Alors la présidente essaie de creuser : « Est-ce qu’il est possible, vu votre état d’alcoolisation, et vu les coups dans la porte, [qui permettent] d’imaginer votre état de fureur, que vous ayez attrapé n’importe quoi et que vous ne vous en souveniez pas ? ». « Pas du tout », répond Gabriel D., du tac au tac. « Je l’ai sorti de prison, j’ai fait en sorte de l’aider au maximum, mais il n’écoute pas ma voix ». La magistrate rebondit : « Peut-être parce qu’elle n’est plus du tout crédible. Parce que, vous savez, quand on a un papa qui a un casier long comme le bras, qui s’alcoolise au point d’envoyer ce genre de messages… ». Pour le prévenu, ça n’a rien à voir, puisqu’il n’était « pas là pendant toute son enfance ». « Justement, c’est peut-être une partie du problème… », rétorque la présidente.
« Pour le ministère public, il n’y a pas de débat », entame la procureure : « Le couteau est dans la main de monsieur D. ». Elle concède « qu’effectivement, avec Evan, les relations ne sont pas au beau fixe, et ça n’a pas l’air d’être le fils parfait. […] Personne ne conteste que c’est difficile d’être parent ». Mais pour elle, rien ne justifie un tel « déchaînement de violence », d’autant que, « quand on est soi-même assez peu irréprochable, qu’on a 31 mentions au casier, qu’on s’alcoolise, qu’on envoie des menaces de mort, pour finalement défoncer, non pas une, mais deux portes, ce n’est pas forcément la meilleure manière de remédier à la situation ». Elle réclame 12 mois, dont 6 de sursis probatoire, et la révocation totale… de 6 mois d’un sursis probatoire antérieur.

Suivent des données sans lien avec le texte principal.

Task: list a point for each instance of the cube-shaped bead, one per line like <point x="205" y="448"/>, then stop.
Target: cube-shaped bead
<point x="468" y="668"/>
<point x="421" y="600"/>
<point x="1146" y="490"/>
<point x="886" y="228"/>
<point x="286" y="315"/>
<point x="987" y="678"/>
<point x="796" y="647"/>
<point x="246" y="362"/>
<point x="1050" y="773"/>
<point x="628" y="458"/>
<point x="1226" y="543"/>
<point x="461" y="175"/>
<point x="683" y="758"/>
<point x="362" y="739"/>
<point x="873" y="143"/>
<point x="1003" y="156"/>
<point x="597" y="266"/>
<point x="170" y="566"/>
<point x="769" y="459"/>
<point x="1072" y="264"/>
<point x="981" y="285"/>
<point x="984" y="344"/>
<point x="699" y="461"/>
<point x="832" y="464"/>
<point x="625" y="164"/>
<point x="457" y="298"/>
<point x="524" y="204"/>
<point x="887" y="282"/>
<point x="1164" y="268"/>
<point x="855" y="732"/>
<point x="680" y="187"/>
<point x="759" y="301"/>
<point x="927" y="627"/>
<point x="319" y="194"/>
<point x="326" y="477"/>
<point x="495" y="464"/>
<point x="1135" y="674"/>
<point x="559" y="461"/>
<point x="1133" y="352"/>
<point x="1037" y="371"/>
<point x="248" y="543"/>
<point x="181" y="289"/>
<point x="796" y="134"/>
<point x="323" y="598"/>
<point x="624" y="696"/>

Pour l’avocat de Gabriel D., « la situation n’est pas simple, et il s’alcoolise pour supporter tout ça. Certes, il y a de la violence, certes, on se dit des choses horribles, mais ni Evan L. ni Gabriel D. n’ont porté plainte l’un contre l’autre ». Il ajoute que « c’est quand même son domicile, et qu’accessoirement, c’est lui qui paie le loyer. Il veut rentrer, il n’y arrive pas, il constate qu’il y a des cartons qui bloquent la porte. Il demande gentiment à pouvoir rentrer, il pousse la porte et il se fait entailler la main ». Sur ce point, il intercale que, d’après les premières constatations des gendarmes, il y avait bien du sang sur une plinthe à proximité de la porte d’entrée, « mais on n’en tire aucune espèce de conséquence. […] On n’exploite pas le sang, on n’exploite pas le couteau [détruit dans l’intervalle, NDLR] ».
« Dans ce dossier », poursuit le même, « on a voulu aller vite, et on a eu un parti-pris. Les violences, si vous voulez, pas de difficulté, mais les violences avec arme… ». Il enchaîne sur la personnalité : « Oui, il a un casier épouvantable, ça c’est vrai, mais il a entamé un suivi. L’intérêt de tous, me semble-t-il, est qu’il continue à aller voir un addictologue. Et puis, c’est le seul à contribuer à l’entretien de sa famille ». Son client ajoute un dernier mot : « Je regrette simplement d’être ici, je regrette les faits qui me sont reprochés. Moi, j’ai dit toute la vérité, c’est tout ce que je peux vous dire ».
Finalement, le tribunal disqualifie les violences avec arme en violences volontaires sans ITT – autrement dit contraventionnelles – et prononce 1 000 € d’amende. Pour les menaces de mort et les outrages, la peine est cependant conforme aux réquisitions, ce qui donne donc un total de 12 mois ferme, aménagés ab initio sous forme de DDSE.